Review: Wonder Woman
Solange Wonder Woman nicht in ihren unsichtbaren Jet steigt, kann nix schiefgehen. Spoiler: Tut sie nicht. Patty Jenkins Verfilmung über DC Comics‘ Amazonenprinzessin ist aber auch aus ganz anderen Gründen sehenswert.
Während Marvel mit jedem neuen Film Rekorde bricht und jeden noch so C-prominenten Superhelden zu einem Household-Name macht, krebst die Konkurrenz von DC Comics selbst mit Stars wie Superman oder Batman herum. „Man of Steel“ von 2013 sah zwar gut aus, war aber stinklangweilig, „Batman v Superman: Dawn of Justice“ hat der Logik mit der flachen Hand ins Gesicht geschlagen und „Suicide Squad“ war eine zahnlose Kostümparade ohne Plot. Als 2014 ein Film über die Amazonenprinzessin Wonder Woman angekündigt wurde, war die Vorfreude der Fans verhalten-optimistisch. Bereits seit 1996 standen immer wieder Pläne für eine Kinoverfilmung des Comicstoffs im Raum, scheiterten jedoch stets an den üblichen Hollywoodgründen. Regisseurin Patty Jenkins, die vorher hauptsächlich fürs Fernsehen drehte, soll es nun richten.

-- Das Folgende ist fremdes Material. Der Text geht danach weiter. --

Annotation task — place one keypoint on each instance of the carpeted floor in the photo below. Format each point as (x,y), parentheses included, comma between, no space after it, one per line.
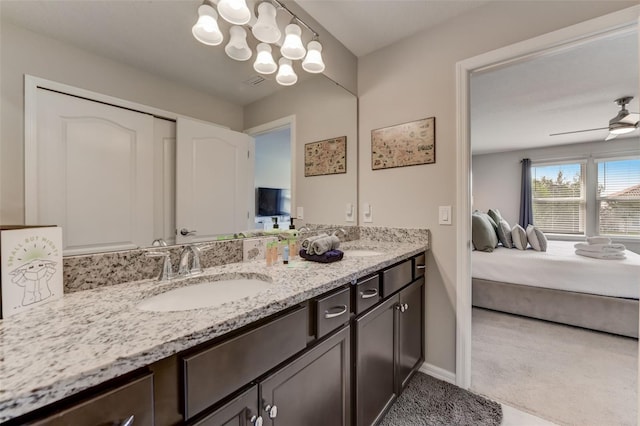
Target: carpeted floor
(564,374)
(431,402)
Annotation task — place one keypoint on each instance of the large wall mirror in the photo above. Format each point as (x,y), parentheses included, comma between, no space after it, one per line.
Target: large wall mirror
(144,53)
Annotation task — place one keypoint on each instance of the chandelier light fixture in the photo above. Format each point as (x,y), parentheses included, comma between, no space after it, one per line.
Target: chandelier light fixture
(266,31)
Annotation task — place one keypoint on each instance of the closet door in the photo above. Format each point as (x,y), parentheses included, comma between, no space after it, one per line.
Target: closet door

Diana lebt auf der verborgenen Insel Themyscira. Diese wird von Frauen bewohnt, die von Zeus geschaffen wurden, um den Menschen Hoffnung und Frieden zu bringen. Als der Erste Weltkrieg Dianas Heimat erreicht, zieht sie los, um General Erich Ludendorff, den sie für den Kriegsgott Ares hält, zu töten. Die Ursprungsgeschichte der Figur Wonder Woman klingt hanebüchen, wurde aber verhältnismäßig schlüssig umgesetzt. Dabei sieht der Zuschauer zwei Filme: Die erste Hälfte thematisiert die griechische Mythologie hinter Wonder Womans Welt, die zweite ist ein Actionfilm im Setting des Ersten Weltkriegs. Gerade der letzte Teil weiß durch seine bedrückende Kriegsstimmung zu überzeugen. Verherrlichende Patriotenkämpfe können andere Schildträger ausfechten, in „Wonder Woman“ wird der Krieg als solcher dargestellt: Brutal, unnötig und ohne Gewinner.

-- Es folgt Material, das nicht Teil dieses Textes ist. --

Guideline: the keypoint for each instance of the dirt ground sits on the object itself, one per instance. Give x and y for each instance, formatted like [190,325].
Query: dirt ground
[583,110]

Jugendliche Naivität trifft auf divenhafte Optik
„Wonder Woman“ wird von Gal Gadot getragen. Die aus den „Fast & Furious“-Filmen bekannte Schauspielerin ist eine imponierende Erscheinung, die mit ihrem Charme die komplette Leinwand ausfüllt. Mit Rollenverständnis und Herzblut nimmt sie der 1941 erfundenen Figur jegliche altersbedingte Lächerlichkeit. Dabei wird Gadots divenhafte Optik durch Charakterzüge wie jugendliche Naivität und grundehrliche Freundlichkeit aufgelockert. So entsteht nicht nur sympathische Situationskomik, Wonder Woman wirkt dadurch auch nahbar. Sie ist ein Mensch, in den sich jung, alt, weiblich, männlich und alles dazwischen verlieben kann. Die Bevölkerung von Tunesien und dem Libanon kann einem nur leidtun, denn sie wird nicht in den Genuss dieser schauspielerischen Leistung kommen. Aufgrund von Gadots Vergangenheit in der israelischen Armee wurde der Film dort verboten.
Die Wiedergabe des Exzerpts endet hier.